Incident type: OAuth grant abuse
OAuth grants survive password resets and session revocations. An un-revoked grant lets an attacker keep reading mail and sending as the user days after you thought the compromise was fixed.
OAuth grants are the way third-party apps get persistent access to a user’s account without storing the password. Every “sign in with Microsoft” or “sign in with Google” button creates one. OAuth grants survive password resets and session revocations. Even if you reset the password, an attacker holding an OAuth token can keep reading the mailbox, sending mail, and downloading files until the grant itself is revoked.
How attackers abuse OAuth
Two main shapes:
Trick the user into granting. Phishing pages or fake consent prompts ask the user to authorise an attacker-controlled app. The app has names that look legitimate: Mail Sync, Office Helper, Document Viewer, MicrosoftUpdate. Once granted, the attacker’s app has whatever scopes it asked for.
Grant from inside a compromised account. Once inside via a stolen password or session, the attacker grants a malicious app from within the user’s account. The app then has persistent access independent of the password. This is the pattern this lesson focuses on, and the most common one the SOC catches in ITDR incidents.
What the SOC flags
OAuth-grant-abuse incidents typically show:
- A new grant authorised during or shortly after a suspicious sign-in.
- A generic or impersonating display name (
MailSync-Free,Office365Helper). - Broad scopes (
Mail.Read,Mail.Send,Files.ReadWrite). - An unverified or unknown publisher.

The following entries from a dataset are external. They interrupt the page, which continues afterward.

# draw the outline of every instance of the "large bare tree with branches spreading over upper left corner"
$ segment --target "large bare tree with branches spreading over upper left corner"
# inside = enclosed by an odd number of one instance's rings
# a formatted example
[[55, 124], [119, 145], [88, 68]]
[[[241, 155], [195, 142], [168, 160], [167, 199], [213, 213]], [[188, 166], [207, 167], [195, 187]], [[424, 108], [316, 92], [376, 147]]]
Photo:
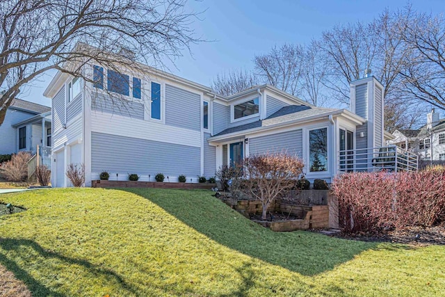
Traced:
[[[0, 3], [0, 124], [20, 90], [47, 70], [83, 77], [85, 63], [110, 63], [104, 52], [136, 53], [162, 65], [189, 49], [196, 13], [186, 0], [4, 0]], [[79, 45], [90, 45], [86, 50]], [[76, 63], [71, 63], [76, 62]]]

The Recommendation includes “review and revoke OAuth grants” as one of the playbook steps. Lesson 12 in this course covers the step in detail.

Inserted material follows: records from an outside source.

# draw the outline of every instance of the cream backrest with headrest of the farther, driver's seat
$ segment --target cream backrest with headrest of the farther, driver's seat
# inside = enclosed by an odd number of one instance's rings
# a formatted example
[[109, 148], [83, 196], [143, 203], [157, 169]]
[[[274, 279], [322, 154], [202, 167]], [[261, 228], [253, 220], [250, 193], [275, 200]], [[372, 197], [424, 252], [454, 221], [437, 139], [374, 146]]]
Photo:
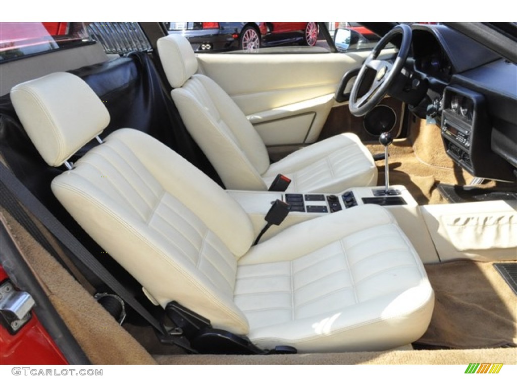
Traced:
[[158, 53], [181, 119], [226, 188], [266, 190], [261, 178], [269, 168], [264, 141], [214, 80], [196, 74], [197, 58], [187, 39], [160, 38]]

Why revoking the grant matters
A compromise playbook that resets the password and revokes sessions but does not revoke the malicious OAuth grant leaves the attacker with persistent access. Days later the customer asks why mail is still being forwarded externally even though the compromise was “fixed.” The answer is the un-revoked grant.
The playbook step is short: list the user’s OAuth grants, identify the ones added during the compromise window, revoke them. The compromise window runs from the suspicious sign-in (or initial compromise event) to the completion of session revoke. Grants inside that window are suspect. Grants from two weeks ago by a verified publisher are not.
Legitimate grants vs. compromise grants
Most OAuth grants in any tenant are legitimate. The markers of each:
| Legitimate | Compromise | |
|---|---|---|
| Publisher | Verified, recognisable | Unverified, unknown |
| Display name | Matches a real product | Generic, impersonating |
| Scope | Appropriate to what the app does | Broad (Mail.ReadWrite, Files.ReadWrite.All) |
| Timing | No co-occurring compromise events | During or after suspicious sign-in |
| User awareness | User can articulate why they granted | User did not consent, or was compromised at the time |
A worked scenario
High-severity ITDR on priya.nair@example.com. Timeline: 14:08 suspicious sign-in; 14:10 OAuth grant to MailSync-Free (publisher unverified, scopes include Mail.ReadWrite); 14:12 inbox rule created. Recommendation: revoke sessions, reset password and MFA, remove inbox rule, revoke OAuth grant to MailSync-Free.